Description
Hi Xianyi and Martin,
A colleague and I have worked on an updated RISC-V Vector (RVV) implementation the past few months and are now looking to contribute our work back. Our motivation was to support OpenBLAS on the SiFive X280 which is RVV 1.0 compliant. The existing C910V implementation has a number of limitations which we encountered, and as such we decided it was better to create *_rvv.c implementations within kernel/riscv64, leaving the existing *_vector.c implementation for C910V untouched.
Some of the improvements with this RVV implementation:
- Support vector ABS (apparently not supported on C910V)
- Support segment load/stores for complex data types, for better performance.
- Alternative (in our view better) implementation choices. Rather than loops using a predetermined vector length (VL), and a subsequent tail, we found that determining VL within the loop was actually more efficient (in addition to cleaner/smaller code).
- Generally faster for most kernels.
- Significantly faster version of GEMM, modeled after what was done for SVE (8xVLEN).
- All implementations using vector intrinsics, even the faster GEMM. No assembler required.
Prior to submitting a PR, for your and others review, what tests should be run?
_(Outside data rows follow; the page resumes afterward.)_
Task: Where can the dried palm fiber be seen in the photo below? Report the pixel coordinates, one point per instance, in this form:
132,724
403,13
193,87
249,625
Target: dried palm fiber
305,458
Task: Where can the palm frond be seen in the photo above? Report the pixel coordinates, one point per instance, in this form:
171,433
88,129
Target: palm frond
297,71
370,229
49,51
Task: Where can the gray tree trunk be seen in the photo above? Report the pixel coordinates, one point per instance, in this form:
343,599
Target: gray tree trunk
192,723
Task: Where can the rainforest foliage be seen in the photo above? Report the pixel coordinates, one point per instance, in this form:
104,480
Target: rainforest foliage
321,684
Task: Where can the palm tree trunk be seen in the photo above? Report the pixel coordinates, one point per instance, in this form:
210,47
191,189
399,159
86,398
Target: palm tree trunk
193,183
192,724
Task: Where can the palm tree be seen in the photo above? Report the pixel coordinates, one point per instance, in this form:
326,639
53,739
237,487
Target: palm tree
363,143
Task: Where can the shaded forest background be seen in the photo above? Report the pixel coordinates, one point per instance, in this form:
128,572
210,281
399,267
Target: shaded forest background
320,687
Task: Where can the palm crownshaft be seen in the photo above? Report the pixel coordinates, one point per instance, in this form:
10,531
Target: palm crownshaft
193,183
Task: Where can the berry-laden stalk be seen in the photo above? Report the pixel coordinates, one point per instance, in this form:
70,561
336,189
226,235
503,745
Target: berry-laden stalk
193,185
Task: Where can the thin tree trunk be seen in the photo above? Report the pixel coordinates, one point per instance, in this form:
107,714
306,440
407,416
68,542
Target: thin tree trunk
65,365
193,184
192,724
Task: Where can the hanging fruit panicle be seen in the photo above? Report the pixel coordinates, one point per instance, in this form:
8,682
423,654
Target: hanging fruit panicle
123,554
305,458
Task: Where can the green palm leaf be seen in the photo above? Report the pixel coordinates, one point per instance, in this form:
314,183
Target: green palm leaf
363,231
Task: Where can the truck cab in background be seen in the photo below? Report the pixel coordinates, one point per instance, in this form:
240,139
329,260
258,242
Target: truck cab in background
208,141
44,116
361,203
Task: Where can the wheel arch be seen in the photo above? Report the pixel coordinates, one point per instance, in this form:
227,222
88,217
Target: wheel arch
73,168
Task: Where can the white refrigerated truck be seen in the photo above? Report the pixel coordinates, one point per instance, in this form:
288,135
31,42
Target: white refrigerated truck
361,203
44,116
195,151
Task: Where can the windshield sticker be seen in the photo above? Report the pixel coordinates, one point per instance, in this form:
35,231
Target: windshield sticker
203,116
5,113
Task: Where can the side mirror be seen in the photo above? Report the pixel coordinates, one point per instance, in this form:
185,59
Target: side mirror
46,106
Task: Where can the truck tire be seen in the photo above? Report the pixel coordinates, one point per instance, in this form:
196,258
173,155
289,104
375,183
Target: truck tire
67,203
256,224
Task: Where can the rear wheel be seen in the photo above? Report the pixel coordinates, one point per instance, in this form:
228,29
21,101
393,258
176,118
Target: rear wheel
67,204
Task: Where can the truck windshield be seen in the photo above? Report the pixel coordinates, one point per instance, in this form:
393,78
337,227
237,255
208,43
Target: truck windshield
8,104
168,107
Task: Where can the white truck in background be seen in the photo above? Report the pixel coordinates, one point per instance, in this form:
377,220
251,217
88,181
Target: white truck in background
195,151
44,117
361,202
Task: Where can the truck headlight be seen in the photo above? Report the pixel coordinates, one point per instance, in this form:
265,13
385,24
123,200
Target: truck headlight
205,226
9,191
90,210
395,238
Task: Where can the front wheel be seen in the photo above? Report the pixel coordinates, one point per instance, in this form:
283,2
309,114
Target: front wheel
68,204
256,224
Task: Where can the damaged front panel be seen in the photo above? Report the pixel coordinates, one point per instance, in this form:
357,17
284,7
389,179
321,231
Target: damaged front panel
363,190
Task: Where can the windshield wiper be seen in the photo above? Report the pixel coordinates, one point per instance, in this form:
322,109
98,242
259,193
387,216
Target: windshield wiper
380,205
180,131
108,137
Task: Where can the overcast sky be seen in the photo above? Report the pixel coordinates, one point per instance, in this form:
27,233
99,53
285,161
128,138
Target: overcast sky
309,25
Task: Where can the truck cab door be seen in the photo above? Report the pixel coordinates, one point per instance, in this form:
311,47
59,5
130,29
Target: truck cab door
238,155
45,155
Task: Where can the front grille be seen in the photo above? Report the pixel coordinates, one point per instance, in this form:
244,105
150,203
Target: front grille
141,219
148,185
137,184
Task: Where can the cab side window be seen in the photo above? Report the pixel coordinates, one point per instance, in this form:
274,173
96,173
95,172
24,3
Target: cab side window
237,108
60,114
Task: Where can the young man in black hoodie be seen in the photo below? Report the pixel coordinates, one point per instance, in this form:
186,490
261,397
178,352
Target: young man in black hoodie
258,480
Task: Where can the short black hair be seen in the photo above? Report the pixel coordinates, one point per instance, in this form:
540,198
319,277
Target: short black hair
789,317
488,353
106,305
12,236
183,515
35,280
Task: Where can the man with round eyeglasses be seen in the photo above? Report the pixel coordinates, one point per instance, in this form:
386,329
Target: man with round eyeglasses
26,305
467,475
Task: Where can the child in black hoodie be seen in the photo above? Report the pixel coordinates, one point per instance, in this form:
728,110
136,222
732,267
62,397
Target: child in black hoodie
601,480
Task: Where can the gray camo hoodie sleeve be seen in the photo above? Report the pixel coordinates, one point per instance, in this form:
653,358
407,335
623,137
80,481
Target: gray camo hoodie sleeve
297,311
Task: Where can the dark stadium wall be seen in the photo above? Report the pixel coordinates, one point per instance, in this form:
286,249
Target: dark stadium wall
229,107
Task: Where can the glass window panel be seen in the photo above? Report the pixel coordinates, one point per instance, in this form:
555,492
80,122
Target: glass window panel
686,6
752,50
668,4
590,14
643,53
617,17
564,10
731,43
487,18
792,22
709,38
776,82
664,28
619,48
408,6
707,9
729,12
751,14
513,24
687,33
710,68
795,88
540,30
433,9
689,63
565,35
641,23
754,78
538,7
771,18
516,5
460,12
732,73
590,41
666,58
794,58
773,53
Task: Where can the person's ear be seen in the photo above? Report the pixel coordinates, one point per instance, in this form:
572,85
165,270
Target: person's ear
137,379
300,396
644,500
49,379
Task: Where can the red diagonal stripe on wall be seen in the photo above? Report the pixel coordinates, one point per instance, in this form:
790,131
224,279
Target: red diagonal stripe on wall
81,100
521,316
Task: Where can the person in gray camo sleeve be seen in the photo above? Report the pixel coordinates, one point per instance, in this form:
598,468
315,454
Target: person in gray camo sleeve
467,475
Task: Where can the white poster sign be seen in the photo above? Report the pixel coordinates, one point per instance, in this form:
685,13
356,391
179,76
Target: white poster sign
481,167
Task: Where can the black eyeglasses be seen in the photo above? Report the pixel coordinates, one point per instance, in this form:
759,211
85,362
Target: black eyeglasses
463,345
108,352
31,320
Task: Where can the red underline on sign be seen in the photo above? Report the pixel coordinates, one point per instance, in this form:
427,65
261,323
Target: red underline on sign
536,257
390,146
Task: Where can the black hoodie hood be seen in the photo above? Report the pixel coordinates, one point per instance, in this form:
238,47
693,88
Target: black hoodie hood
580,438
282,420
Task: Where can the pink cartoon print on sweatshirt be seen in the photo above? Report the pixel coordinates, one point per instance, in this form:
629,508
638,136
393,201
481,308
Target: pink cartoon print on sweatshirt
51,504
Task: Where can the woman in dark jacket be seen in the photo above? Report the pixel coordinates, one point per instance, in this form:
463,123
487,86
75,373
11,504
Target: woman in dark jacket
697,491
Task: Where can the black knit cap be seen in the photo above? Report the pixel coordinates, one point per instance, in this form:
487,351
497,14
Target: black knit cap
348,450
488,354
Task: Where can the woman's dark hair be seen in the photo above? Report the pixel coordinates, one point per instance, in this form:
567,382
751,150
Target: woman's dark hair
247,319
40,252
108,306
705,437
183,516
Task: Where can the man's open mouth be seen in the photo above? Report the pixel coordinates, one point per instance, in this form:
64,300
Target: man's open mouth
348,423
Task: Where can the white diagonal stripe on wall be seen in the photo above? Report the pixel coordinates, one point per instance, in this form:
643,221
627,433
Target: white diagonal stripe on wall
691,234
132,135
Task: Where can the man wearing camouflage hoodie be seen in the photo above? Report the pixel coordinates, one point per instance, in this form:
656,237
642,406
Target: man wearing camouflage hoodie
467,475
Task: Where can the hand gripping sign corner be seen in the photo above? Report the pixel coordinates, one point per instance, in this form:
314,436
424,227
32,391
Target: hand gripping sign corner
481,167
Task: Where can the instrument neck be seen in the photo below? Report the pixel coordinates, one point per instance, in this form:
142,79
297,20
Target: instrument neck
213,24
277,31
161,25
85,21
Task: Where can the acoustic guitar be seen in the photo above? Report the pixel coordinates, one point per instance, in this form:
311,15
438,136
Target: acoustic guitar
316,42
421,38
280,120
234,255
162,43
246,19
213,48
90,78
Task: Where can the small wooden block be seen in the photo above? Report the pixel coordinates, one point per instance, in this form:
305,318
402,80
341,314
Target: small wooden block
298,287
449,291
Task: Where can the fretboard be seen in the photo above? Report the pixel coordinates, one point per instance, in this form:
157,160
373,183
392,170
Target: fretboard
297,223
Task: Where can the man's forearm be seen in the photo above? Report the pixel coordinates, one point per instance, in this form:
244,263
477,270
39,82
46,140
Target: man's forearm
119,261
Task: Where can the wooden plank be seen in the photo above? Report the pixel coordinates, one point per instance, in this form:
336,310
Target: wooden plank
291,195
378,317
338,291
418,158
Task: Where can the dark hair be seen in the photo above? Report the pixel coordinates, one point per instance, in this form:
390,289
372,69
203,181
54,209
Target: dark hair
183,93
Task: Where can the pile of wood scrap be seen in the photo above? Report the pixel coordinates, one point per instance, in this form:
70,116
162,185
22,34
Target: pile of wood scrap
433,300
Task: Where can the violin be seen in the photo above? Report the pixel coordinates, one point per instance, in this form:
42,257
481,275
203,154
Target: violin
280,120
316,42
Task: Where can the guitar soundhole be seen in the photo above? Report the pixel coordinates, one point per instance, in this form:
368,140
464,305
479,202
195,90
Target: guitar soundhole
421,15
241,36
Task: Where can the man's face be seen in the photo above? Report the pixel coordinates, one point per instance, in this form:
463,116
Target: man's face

All of the CTESTs currently pass. In the course of our work, we’ve also run the benchmark suite many times.
Thank you,
Ken
P.S Our eventual PR would add the following, all of which is copyright OpenBLAS 2022:
kernel/riscv64/KERNEL.x280
kernel/riscv64/amax_rvv.c
kernel/riscv64/amin_rvv.c
kernel/riscv64/asum_rvv.c
kernel/riscv64/axpby_rvv.c
kernel/riscv64/axpy_rvv.c
kernel/riscv64/copy_rvv.c
kernel/riscv64/dot_rvv.c
kernel/riscv64/gemm_beta_rvv.c
kernel/riscv64/gemm_ncopy_rvv_v1.c
kernel/riscv64/gemm_tcopy_rvv_v1.c
kernel/riscv64/gemmkernel_rvv_v1x8.c
kernel/riscv64/gemv_n_rvv.c
kernel/riscv64/gemv_t_rvv.c
kernel/riscv64/iamax_rvv.c
kernel/riscv64/iamin_rvv.c
kernel/riscv64/imax_rvv.c
kernel/riscv64/imin_rvv.c
kernel/riscv64/izamax_rvv.c
kernel/riscv64/izamin_rvv.c
kernel/riscv64/max_rvv.c
kernel/riscv64/min_rvv.c
kernel/riscv64/nrm2_rvv.c
kernel/riscv64/rot_rvv.c
kernel/riscv64/scal_rvv.c
kernel/riscv64/sum_rvv.c
kernel/riscv64/swap_rvv.c
kernel/riscv64/symm_lcopy_rvv_v1.c
kernel/riscv64/symm_ucopy_rvv_v1.c
kernel/riscv64/symv_L_rvv.c
kernel/riscv64/symv_U_rvv.c
kernel/riscv64/trmm_lncopy_rvv_v1.c
kernel/riscv64/trmm_ltcopy_rvv_v1.c
kernel/riscv64/trmm_uncopy_rvv_v1.c
kernel/riscv64/trmm_utcopy_rvv_v1.c
kernel/riscv64/trmmkernel_rvv_v1x8.c
kernel/riscv64/trsm_kernel_LN_rvv_v1.c
kernel/riscv64/trsm_kernel_LT_rvv_v1.c
kernel/riscv64/trsm_kernel_RN_rvv_v1.c
kernel/riscv64/trsm_kernel_RT_rvv_v1.c
kernel/riscv64/trsm_lncopy_rvv_v1.c
kernel/riscv64/trsm_ltcopy_rvv_v1.c
kernel/riscv64/trsm_uncopy_rvv_v1.c
kernel/riscv64/trsm_utcopy_rvv_v1.c
kernel/riscv64/zamax_rvv.c
kernel/riscv64/zamin_rvv.c
kernel/riscv64/zasum_rvv.c
kernel/riscv64/zaxpby_rvv.c
kernel/riscv64/zaxpy_rvv.c
kernel/riscv64/zcopy_rvv.c
kernel/riscv64/zdot_rvv.c
kernel/riscv64/zgemm_beta_rvv.c
kernel/riscv64/zgemmkernel_rvv_v1x4.c
kernel/riscv64/zgemv_n_rvv.c
kernel/riscv64/zgemv_t_rvv.c
kernel/riscv64/znrm2_rvv.c
kernel/riscv64/zrot_rvv.c
kernel/riscv64/zscal_rvv.c
kernel/riscv64/zsum.c
kernel/riscv64/zsum_rvv.c
kernel/riscv64/zswap_rvv.c
kernel/riscv64/ztrmmkernel_2x2_rvv.c